Plastic cover for a dairy microwave, under which meat was heated in the microwave—what is its status?

Question

Answer

I didn’t understand. Did the meat touch it? Did all this happen in a dairy microwave or a meat microwave?

Discussion on Answer

Shlomi (2018-03-14)

We’re talking about a multi-purpose microwave (all kinds of food are heated in it).
There was a bowl of soup with meat in it, with a plastic cover “protecting” it—a cover that we use for dairy foods heated in the microwave.
The question is about the cover,
and really also about the bowl (which I currently can’t identify, because it got mixed in with other bowls).
Thank you very much.

Michi (2018-03-14)

It seems to me that if it reached a boil, the bowl and the cover are forbidden. I’m not addressing the question of absorption by plastic (in light of Pixler’s research findings).
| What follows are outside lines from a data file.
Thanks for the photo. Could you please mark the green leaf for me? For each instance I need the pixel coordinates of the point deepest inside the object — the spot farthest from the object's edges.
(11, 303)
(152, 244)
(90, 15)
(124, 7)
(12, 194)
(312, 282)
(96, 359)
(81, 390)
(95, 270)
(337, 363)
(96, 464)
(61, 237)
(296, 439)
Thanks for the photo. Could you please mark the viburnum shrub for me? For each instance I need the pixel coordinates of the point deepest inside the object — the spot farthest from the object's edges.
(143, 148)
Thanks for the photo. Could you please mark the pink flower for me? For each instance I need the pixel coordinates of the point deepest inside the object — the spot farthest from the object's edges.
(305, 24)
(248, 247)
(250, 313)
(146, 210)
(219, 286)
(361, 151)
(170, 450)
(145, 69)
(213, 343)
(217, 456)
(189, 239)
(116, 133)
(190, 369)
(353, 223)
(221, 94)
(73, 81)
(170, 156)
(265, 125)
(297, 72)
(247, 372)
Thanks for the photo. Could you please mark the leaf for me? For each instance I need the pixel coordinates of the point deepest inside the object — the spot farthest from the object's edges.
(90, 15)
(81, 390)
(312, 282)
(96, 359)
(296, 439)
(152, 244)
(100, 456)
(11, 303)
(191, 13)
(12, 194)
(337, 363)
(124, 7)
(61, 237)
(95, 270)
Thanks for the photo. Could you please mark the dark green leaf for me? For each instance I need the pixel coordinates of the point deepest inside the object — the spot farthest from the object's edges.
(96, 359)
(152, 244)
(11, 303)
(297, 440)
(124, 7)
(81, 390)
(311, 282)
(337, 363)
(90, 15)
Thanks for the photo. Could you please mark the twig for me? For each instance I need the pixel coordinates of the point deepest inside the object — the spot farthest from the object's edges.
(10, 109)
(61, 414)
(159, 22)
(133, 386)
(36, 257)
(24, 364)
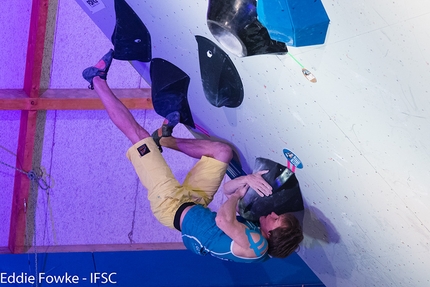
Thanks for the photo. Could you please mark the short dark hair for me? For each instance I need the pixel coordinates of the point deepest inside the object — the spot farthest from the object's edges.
(285, 240)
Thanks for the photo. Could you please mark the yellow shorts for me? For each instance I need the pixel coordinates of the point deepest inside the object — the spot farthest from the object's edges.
(165, 193)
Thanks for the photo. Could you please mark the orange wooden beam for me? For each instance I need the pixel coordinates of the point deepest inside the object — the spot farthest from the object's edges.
(72, 99)
(27, 131)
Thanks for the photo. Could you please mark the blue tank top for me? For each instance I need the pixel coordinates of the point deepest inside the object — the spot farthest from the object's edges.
(202, 236)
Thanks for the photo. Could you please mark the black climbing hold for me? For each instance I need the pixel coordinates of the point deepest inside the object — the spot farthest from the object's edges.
(131, 39)
(169, 90)
(235, 25)
(221, 81)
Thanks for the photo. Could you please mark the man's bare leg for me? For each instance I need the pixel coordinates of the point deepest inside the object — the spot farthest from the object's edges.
(197, 148)
(118, 113)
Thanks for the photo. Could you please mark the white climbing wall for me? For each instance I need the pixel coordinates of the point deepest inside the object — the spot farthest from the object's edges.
(361, 132)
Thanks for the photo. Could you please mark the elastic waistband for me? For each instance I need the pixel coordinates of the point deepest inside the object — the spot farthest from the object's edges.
(177, 219)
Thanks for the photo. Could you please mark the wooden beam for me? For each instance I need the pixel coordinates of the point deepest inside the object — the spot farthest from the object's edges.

I don’t know what they concluded regarding plastic.

Shlomi (2018-03-14)

With your permission:
A. I don’t know whether heating for 2 minutes in a microwave is considered boiling.
B. The bowl in which the food was cooked got mixed in with the other bowls, and I don’t know which one it is. What is the status of the bowls?
C. Does it matter that the plastic was not used within the last 24 hours? Can the utensils be fixed by purging in boiling water, or is purging ineffective for plastic?

Michi (2018-03-15)

A. It seems to me that yes. It reaches the temperature at which the hand recoils.
C. If it had not been used within the last 24 hours, there are opinions that the utensil is permitted. Especially if it was poultry and not meat, it is more lenient. Plastic cannot be purged in boiling water.
B. If there is substantial financial loss in having to throw out all the bowls because of the doubt, one can combine the fact that the utensil had not been used within the last 24 hours and permit it based on nullification by majority (even though this is an identifiable utensil, which on the rabbinic level is not nullified by majority).
That is my humble opinion.

Shlomi (2018-03-15)

Thank you.
Regarding section B, “if it had not been used within the last 24 hours, there are opinions that the utensil is permitted”: do you also mean the plastic cover, under which no dairy item had been heated for 24 hours, or do you mean only the bowl that contained the meat (not poultry)?

Michi (2018-03-15)

What difference is there? The cover is more lenient than the utensil itself, since it doesn’t touch the meat.